Sunday, March 27, 2011

Boulders Access South to the State Line

It was a damp day that felt more like Winter then Spring so we chose a short hike for today.  We headed over to the Boulders Access area in Crowder Mountain State Park.  This area opened in April of 2009 and is reached from exit 5 on I85.  You take Old Dixon Road south and turn left on Bethlehem Road.  Do not park where the trail crosses the road but take a right just beyond this point following the Crowder Mountain State Park signs.  Before we began hiking we signed in where the trail passes through the building.  They ask you to sign in so they know where you were headed if you don't return to your vehicle by closing time.

The paved walkway turns to a dirt trail behind the building and the trail winds around and down off the hill.  This is the Boulder Access Trail and intersects the Ridge Line Trail in .23 miles.  You circle the boulders on the top of the hill but do not climb up to them.  The main boulders area that this trail head is named for are about a mile north on the trail but today we will head south.  As we approached the intersection we could see where hikers have cut straight down instead of following the main trail.  These shortcuts lead to erosion and damage the area.  If you are out for a walk in the woods why would you need to take a shortcut anyway?

A sign at the intersection tells us it is .52 miles to the state line.  We turned left and headed south toward South Carolina.  The trail is wide enough to walk side by side and is a moderate walk in the woods winding around the sides of hills with short uphill sections followed by downhills.  Spring is just beginning to show itself in these woods with a few flowers and leaves showing.  In places there are colorful broken rocks in the trail but it is is mostly smooth.  We heard crows as usual and were scolded by a squirrel but did not see any larger wildlife.  At other times we have seen deer and turkeys in this park.
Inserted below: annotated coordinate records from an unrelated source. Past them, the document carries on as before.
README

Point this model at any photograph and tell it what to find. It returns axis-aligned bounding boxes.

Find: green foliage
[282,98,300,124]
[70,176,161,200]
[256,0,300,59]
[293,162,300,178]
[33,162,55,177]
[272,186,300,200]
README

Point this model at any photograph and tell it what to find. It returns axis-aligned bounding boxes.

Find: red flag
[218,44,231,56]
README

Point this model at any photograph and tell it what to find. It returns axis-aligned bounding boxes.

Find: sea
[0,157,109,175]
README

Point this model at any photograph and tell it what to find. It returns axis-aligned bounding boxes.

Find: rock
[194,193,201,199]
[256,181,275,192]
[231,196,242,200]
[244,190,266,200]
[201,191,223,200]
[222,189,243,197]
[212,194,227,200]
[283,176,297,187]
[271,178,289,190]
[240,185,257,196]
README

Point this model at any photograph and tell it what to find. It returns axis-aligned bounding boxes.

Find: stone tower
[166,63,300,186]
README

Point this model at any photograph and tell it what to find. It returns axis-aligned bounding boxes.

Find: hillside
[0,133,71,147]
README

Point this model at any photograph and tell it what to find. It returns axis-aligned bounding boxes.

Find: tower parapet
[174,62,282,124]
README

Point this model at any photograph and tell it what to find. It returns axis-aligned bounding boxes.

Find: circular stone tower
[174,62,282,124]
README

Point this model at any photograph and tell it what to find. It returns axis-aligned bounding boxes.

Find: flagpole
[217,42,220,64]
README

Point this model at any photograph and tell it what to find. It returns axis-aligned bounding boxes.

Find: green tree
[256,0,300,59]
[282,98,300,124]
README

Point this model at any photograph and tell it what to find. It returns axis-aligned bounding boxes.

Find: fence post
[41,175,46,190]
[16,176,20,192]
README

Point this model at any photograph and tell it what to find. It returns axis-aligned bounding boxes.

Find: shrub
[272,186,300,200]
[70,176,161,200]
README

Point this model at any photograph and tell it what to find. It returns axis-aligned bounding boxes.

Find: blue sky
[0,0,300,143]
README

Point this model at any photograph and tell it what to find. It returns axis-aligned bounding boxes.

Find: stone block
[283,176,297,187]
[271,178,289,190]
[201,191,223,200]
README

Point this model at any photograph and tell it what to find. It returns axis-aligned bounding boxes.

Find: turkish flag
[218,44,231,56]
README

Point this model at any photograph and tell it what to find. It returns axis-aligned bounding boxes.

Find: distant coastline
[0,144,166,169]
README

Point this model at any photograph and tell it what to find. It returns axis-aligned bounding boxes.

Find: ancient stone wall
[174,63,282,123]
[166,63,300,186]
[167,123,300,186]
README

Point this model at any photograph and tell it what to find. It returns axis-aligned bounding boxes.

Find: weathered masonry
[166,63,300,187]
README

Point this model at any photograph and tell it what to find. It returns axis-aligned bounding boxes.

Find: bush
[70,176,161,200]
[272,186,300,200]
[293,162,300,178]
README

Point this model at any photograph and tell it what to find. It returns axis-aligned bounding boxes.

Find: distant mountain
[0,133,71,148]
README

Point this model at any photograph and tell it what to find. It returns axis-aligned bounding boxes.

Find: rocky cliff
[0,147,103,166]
At the state line there is a cleared  area for a gas pipeline. Across the clearing a sign tells about the mistake made by the surveyors.  The line was incorrectly placed in 1735 and not corrected until 1772.  I wonder how many people changed their state of residence without moving.  The trail continues south from here crossing another clearing for a pipeline and joining a fire road.  We stopped at the second clearing today but have hiked further in the past.  The trail follows the borderline between Kings Mountain State Park and Kings Mountain National Military Park in areas.  It is three miles from the state line to the intersection  with the Kings Mountain National Recreation Trail.

If you are looking for great mountain views or waterfalls this in not the trail for you.  If you are looking for a quiet walk in the woods that hasn't been discovered by the crowds then this may be what you are looking for.